Methods:(i) Longitudinal PK data of tenofovir in plasma and tenofovir metabolite in PBMC, (ii) HIV outcome and (iii) individual’s demographics and risk factors data from 13,727 individuals obtained from 5 phase 3 randomized controlled trials were integrated and analyzed with NONMEM 7.4 using population approaches. Those trials evaluated tenofovir-based PrEP therapy efficacy in different HIV risk groups: injection drug users (Bangkok1), men or transgender women who have sex with men (iPrEX2), women at high risk of infection (VOICE3), HIV serodiscordant heterosexual couples (Partners4), and high risk heterosexual men and women (TDF25). The analyses were done sequentially:

  • The probability of HIV infection over time was analyzed through parametric survival analysis using data from the placebo arms of the 5 PrEP trials (n=5313). Studies were analyzed separately due to availability of baseline covariates specific for target populations. Baseline survival models were evaluated and covariate analysis was performed by stepwise covariate modelling. Patient-specific risk stratification algorithm was developed.
  • The PK analysis of tenofovir (2 compartment model) and its metabolite (effect compartment model) was done sequentially pooling the available data from iPrEX, VOICE and Partners (n=2360). Longitudinal adherence to the treatment was assessed by applying mixture modeling approaches on the relative bioavailability fraction. Data below limit of quantification were handled with the M3 method.
  • PK exposure metrics for tenofovir in plasma were linked to the probability of HIV infection in parametric survival analysis. The effect of tenofovir diphosphate in PBMC as predictor of HIV prevention was explored.
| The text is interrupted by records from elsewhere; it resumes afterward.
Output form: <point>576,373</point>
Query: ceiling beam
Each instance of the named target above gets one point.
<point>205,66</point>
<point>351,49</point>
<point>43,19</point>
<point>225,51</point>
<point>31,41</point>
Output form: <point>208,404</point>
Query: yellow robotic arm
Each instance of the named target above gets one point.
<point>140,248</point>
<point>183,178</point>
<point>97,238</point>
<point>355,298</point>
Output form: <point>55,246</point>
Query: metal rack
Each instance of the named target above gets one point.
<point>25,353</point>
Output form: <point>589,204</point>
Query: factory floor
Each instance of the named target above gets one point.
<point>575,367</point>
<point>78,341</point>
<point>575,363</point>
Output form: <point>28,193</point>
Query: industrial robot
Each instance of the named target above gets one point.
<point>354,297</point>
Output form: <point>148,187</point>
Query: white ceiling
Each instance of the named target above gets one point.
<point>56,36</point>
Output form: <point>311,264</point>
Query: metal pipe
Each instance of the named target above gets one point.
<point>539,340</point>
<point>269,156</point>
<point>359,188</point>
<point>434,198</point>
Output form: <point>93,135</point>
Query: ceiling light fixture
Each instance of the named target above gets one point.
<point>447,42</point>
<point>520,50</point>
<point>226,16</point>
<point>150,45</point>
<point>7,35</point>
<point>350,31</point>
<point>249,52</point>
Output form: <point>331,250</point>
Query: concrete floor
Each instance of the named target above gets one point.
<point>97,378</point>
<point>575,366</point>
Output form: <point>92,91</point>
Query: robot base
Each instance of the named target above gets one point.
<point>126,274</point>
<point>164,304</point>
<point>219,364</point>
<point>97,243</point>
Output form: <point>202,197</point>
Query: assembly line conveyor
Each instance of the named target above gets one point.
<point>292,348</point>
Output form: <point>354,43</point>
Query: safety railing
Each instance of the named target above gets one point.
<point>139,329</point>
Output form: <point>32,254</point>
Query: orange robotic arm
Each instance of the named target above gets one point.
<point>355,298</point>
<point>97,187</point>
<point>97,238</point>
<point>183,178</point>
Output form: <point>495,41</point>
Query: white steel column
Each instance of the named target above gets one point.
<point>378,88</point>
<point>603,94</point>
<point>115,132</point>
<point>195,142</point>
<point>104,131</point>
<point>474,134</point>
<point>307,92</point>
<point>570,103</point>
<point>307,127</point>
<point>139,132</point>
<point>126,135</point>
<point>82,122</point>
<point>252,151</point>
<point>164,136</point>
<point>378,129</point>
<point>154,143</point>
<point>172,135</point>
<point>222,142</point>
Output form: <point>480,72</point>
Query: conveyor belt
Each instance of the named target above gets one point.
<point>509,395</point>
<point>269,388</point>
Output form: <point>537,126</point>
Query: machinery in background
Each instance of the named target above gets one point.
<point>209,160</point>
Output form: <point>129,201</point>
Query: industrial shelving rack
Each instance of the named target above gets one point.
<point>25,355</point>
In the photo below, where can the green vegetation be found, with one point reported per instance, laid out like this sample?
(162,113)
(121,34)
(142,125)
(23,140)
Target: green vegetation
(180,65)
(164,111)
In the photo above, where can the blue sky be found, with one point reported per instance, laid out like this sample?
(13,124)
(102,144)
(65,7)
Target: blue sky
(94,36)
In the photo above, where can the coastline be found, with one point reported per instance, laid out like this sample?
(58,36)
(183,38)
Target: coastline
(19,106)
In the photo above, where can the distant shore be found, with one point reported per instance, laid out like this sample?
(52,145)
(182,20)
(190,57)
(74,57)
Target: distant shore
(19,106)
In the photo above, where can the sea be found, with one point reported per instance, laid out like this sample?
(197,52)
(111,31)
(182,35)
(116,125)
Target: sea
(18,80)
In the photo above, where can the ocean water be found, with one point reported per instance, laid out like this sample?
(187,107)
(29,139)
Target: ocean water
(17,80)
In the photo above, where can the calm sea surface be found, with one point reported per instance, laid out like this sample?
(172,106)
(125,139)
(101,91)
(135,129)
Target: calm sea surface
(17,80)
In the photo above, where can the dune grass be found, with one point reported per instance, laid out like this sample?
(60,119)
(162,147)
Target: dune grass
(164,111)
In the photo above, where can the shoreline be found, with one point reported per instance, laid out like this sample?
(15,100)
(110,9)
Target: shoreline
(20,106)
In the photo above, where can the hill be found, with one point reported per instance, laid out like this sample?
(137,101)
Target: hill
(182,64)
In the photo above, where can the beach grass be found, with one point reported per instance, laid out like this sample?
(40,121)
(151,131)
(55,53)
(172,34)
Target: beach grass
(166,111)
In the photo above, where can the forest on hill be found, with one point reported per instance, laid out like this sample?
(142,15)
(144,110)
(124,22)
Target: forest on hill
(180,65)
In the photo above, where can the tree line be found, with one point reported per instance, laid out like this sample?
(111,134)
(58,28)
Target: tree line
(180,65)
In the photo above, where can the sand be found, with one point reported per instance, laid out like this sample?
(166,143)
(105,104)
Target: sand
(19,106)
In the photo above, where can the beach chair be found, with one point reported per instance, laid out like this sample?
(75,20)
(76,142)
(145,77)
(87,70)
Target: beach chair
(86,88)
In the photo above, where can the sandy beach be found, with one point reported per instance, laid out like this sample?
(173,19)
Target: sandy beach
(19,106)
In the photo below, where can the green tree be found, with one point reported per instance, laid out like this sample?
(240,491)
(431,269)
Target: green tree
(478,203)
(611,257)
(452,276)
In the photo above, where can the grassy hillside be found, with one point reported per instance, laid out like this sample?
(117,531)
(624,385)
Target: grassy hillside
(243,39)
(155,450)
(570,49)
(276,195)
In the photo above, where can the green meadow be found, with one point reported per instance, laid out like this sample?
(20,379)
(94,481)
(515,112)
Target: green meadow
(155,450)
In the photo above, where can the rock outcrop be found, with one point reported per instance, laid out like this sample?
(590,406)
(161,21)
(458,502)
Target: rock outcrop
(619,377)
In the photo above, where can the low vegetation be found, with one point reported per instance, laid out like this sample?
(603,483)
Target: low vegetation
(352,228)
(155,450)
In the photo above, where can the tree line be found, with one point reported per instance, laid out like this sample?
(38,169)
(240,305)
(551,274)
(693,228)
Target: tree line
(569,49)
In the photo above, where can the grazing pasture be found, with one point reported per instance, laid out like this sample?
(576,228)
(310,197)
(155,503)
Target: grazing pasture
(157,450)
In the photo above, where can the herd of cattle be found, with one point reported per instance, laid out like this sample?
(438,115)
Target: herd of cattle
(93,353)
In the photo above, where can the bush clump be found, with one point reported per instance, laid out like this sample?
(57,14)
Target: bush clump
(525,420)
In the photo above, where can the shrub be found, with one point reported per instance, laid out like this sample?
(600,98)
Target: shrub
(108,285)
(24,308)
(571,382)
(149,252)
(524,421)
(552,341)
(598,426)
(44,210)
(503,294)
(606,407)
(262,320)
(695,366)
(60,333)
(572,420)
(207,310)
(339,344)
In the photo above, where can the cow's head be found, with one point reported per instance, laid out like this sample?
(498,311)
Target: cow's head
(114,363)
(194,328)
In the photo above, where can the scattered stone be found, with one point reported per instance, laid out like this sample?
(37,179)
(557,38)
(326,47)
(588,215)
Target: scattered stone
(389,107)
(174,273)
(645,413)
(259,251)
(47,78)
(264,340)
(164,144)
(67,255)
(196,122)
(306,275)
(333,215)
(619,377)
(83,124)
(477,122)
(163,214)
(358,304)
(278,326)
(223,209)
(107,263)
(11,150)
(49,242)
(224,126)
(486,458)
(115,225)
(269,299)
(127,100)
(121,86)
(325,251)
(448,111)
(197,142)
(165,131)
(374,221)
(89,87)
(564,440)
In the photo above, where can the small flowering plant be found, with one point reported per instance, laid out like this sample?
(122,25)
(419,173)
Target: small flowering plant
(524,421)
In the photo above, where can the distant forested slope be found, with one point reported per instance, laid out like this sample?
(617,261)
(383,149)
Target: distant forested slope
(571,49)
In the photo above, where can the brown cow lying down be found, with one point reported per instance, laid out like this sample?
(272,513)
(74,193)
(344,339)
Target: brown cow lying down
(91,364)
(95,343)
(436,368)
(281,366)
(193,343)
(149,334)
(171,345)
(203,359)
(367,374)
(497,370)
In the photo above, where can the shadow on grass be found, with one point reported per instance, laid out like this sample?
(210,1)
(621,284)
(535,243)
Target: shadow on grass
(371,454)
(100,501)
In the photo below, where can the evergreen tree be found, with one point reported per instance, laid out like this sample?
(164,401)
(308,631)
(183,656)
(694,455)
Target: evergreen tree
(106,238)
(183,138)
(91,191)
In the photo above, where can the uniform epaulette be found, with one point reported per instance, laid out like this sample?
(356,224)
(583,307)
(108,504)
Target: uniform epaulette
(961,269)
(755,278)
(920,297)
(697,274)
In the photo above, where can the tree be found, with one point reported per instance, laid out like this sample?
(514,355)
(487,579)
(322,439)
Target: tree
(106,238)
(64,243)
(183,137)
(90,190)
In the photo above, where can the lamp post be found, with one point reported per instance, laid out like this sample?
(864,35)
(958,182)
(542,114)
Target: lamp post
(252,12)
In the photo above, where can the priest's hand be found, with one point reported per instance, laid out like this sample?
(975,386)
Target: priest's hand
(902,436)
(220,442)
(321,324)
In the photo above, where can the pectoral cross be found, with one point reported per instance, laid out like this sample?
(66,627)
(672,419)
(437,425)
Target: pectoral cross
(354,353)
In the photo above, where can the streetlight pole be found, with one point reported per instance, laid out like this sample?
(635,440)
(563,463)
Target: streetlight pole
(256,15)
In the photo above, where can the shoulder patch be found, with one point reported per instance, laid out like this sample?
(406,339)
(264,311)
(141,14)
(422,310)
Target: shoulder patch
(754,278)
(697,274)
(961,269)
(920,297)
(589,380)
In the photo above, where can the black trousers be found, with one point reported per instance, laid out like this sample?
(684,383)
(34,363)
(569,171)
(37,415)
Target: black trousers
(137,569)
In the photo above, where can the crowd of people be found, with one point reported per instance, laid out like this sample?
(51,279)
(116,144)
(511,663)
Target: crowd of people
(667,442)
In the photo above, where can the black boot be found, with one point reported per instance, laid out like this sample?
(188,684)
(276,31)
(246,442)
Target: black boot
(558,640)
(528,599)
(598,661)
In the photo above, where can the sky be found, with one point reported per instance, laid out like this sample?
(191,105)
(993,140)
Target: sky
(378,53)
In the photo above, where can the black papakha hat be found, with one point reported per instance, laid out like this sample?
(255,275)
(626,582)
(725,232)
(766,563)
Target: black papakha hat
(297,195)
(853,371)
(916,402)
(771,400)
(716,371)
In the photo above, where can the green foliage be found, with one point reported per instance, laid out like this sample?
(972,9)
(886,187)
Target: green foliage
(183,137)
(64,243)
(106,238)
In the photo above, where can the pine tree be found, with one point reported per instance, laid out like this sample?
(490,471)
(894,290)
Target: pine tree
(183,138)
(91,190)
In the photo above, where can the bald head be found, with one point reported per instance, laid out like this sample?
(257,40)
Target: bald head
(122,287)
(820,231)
Results: Exponential hazard distribution best fitted the time to HIV infection data from the control arms of the PrEP studies. The analysis identified set of risk factors which are common (e.g. female sex, age) or unique to each population (e.g non-condom receptive anal intercourse, and syphilis seroreactivity in iPrEX study). Most surprisingly, women appear to be at greater risk of HIV infection compared to men. In population PK model, 2 patient subpopulations were identified, adherent F=100% and non-adherent F=<1%) through the application of a mixture model on relative bioavailability, with an estimated probability of being in adherent group of 55%. Longitudinal adherence and PK profiles were reconstructed for each patient based on the established mixture model and PK data. These were then linked to HIV infection (characterized by a survival model with Surge hazard distribution) using a sigmoidal Emax model. Underlying individuals risk hazard was found to be important factor in determining accurate PKPD. The EC50 identified in high risk group was found to be 10.21 ng/mL. Tenofovir diphosphate, appeared to be a better marker of HIV prevention compared to the plasma tenofovir, with an estimated EC50 of 6.91 fmol/106cells.

Conclusions: We have quantified tenofovir preventive concentration based on the largest database up to date which includes HIV outcome. We have established patient-specific risk stratification algorithm for HIV infection. These models and tools will further be used for: (i) optimization of novel PrEP clinical trial designs, enrollment and follow up strategies, (ii) the development of novel tenofovir formulations and (iii) implementation of patient management strategies in the clinic.